La Corée du Sud des années 2000, qui redécouvrait ces crimes non résolus, voyait dans ce film le miroir d’une mémoire incomplète : le traumatisme n’était pas seulement celui des familles des victimes, mais celui d’une nation incapable de mettre un visage sur son propre passé. L’« archive manquante » devient une métaphore de la démocratie coréenne : un édifice construit sur des silences, des trous, des non-dits.

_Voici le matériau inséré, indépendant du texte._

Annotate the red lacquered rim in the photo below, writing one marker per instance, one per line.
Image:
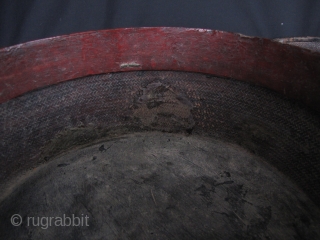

Enfin, le réalisateur n’oublie jamais l’humour. Les chutes, les bagarres absurdes, les quiproquos policiers provoquent un rire nerveux. Cet humour noir est une arme critique : il empêche le spectateur de s’installer dans une posture de pure terreur ou de pur pathos. C’est la logique du grotesque : révéler la faillite d’un système en exposant son ridicule. Philosophiquement, c’est une arme subversive proche de la pensée de Bakhtine, pour qui le rire dévoile ce que le pouvoir voudrait cacher.
Memories of Murder n’est pas seulement un polar inspiré de faits réels, c’est une méditation politique et philosophique sur le vide. Le vide des institutions, le vide de la vérité, le vide que laisse un crime sans coupable. En refusant la résolution, Bong oblige le spectateur à habiter ce manque, à éprouver l’inquiétante étrangeté d’une société où l’État est incapable d’assurer la justice.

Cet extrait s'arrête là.